In a batch processing system such as Hadoop, we usually care about throughput - the number of records we can process per second, or the total time it takes to run a job on a dataset of a certain size. In online systems, what's usually more important is the service's response time - that is, the time between a client sending a request and receiving a response.

Latency and response time are often used synonymously, but they are not the same. The response time is what the client sees: besides the actual time to process the request (service time), it includes network delays and queueing delays. Latency is the duration that a request is waiting to be handled - during which is it latent, awaiting service.

It's common to see the average response time of a service reported, but percentiles are usually better. The median (p50) is useful in addition to higher percentiles (p95, p99, p999). High percentiles of response times are also known as tail latencies.

Approaches for Coping with Load

How do we maintain good performance even when our load parameters increase by some amount?

People often talk of a dichotomy between scaling up (vertical scaling, moving to a more powerful machine) and scaling out (horizontal scaling, distributing the load across multiple smaller machines). Distributing load across multiple machines is also known as a shared-nothing architecture. A system that can run on a single machine is often simpler, but high-end machines can become very expensive, so very intensive workloads often can't avoid scaling out. In reality, good architectures usually involve a pragmatic mixture of approaches.

Some systems are elastic, meaning that they can automatically add computing resources when they detect a load increase, whereas other systems are scaled manually.

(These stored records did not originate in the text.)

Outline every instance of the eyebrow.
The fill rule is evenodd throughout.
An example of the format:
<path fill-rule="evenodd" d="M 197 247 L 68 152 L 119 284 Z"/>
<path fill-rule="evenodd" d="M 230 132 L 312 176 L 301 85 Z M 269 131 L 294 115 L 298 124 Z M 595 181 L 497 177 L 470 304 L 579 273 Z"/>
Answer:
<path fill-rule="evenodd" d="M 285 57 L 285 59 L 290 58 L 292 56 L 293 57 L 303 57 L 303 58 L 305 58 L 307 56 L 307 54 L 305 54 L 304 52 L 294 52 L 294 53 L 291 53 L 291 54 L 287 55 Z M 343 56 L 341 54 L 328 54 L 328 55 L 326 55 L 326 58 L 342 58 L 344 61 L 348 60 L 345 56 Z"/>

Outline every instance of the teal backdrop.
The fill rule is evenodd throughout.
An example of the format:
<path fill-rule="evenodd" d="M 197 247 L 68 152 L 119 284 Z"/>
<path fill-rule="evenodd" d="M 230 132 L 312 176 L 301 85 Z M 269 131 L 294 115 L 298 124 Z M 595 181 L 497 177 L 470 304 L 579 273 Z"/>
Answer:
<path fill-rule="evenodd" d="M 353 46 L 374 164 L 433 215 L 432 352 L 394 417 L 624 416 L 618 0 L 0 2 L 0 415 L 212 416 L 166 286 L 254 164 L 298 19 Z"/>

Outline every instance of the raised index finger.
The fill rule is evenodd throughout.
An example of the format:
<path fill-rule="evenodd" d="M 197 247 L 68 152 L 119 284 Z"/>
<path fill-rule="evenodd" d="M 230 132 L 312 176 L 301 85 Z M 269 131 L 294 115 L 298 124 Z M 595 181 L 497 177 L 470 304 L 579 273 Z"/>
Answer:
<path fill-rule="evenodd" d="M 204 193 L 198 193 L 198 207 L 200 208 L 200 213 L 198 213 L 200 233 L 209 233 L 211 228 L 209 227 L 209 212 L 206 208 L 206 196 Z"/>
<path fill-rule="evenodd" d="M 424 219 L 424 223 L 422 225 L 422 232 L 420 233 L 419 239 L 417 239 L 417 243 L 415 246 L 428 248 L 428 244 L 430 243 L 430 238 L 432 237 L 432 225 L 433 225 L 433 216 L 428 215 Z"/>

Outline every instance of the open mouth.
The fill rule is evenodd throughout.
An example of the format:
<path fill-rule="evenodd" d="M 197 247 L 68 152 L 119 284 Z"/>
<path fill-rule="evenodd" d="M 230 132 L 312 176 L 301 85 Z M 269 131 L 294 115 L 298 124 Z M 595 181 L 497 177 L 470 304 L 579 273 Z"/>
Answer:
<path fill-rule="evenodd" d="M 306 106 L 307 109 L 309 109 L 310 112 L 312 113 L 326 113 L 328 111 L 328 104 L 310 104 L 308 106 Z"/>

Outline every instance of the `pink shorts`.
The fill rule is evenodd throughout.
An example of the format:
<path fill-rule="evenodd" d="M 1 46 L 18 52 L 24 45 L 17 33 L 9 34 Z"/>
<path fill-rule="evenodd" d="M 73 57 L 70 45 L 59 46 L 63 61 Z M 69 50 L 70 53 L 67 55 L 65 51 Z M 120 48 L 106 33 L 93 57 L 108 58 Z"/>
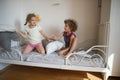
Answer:
<path fill-rule="evenodd" d="M 39 42 L 37 44 L 31 44 L 31 43 L 28 43 L 29 46 L 31 46 L 32 49 L 36 48 L 37 46 L 39 45 L 42 45 L 42 42 Z"/>

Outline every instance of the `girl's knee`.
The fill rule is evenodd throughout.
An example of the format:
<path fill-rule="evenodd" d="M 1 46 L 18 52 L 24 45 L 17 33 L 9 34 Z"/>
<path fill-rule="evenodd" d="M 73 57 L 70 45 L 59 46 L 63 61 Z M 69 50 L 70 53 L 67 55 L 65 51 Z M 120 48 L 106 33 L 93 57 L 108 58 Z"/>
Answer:
<path fill-rule="evenodd" d="M 38 52 L 39 52 L 40 54 L 45 54 L 45 50 L 42 50 L 42 51 L 38 50 Z"/>
<path fill-rule="evenodd" d="M 29 52 L 26 52 L 26 51 L 22 51 L 23 54 L 28 54 Z"/>
<path fill-rule="evenodd" d="M 45 54 L 45 51 L 41 51 L 41 54 Z"/>

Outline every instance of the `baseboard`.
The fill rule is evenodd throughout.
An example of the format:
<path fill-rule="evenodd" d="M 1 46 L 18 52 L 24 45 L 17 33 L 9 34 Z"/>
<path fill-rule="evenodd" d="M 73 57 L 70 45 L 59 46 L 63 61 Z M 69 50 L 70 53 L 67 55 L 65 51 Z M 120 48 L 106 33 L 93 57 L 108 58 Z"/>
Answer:
<path fill-rule="evenodd" d="M 111 76 L 116 76 L 116 77 L 120 77 L 120 72 L 112 72 Z"/>

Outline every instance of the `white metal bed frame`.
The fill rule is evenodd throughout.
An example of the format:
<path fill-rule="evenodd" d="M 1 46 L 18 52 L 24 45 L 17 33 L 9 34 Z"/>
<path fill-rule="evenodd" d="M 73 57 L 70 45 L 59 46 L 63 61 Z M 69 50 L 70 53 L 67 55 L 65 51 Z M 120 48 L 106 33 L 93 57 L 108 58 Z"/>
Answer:
<path fill-rule="evenodd" d="M 5 59 L 0 59 L 0 63 L 8 63 L 8 64 L 24 65 L 24 66 L 34 66 L 34 67 L 44 67 L 44 68 L 53 68 L 53 69 L 63 69 L 63 70 L 101 72 L 101 73 L 103 73 L 104 80 L 107 80 L 107 78 L 109 77 L 109 73 L 110 73 L 110 70 L 109 70 L 107 64 L 106 64 L 105 68 L 67 65 L 68 59 L 72 55 L 87 54 L 91 50 L 98 50 L 98 51 L 101 51 L 103 54 L 106 54 L 105 51 L 102 50 L 101 48 L 108 48 L 108 46 L 107 45 L 95 45 L 95 46 L 92 46 L 91 48 L 89 48 L 88 50 L 86 50 L 84 53 L 80 53 L 80 52 L 71 53 L 64 59 L 64 64 L 63 65 L 35 63 L 35 62 L 27 62 L 27 61 L 23 61 L 23 60 L 21 60 L 21 61 L 5 60 Z"/>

While distributing stateless services across multiple machines is fairly straightforward, taking stateful data systems from a single node to a distributed setup can introduce a lot of additional complexity. For this reason, common wisdom until recently was to keep your database on a single node (scale up) until scaling cost or high-available requirements forces you to make it distributed. As the tools and abstractions for distributed systems get better, this common wisdom may change, at least for some kinds of applications.

The architecture of systems that operate at large scale is usually highly specific to the application - there is no such thing as a generic, one-size-fits-all scalable architecture.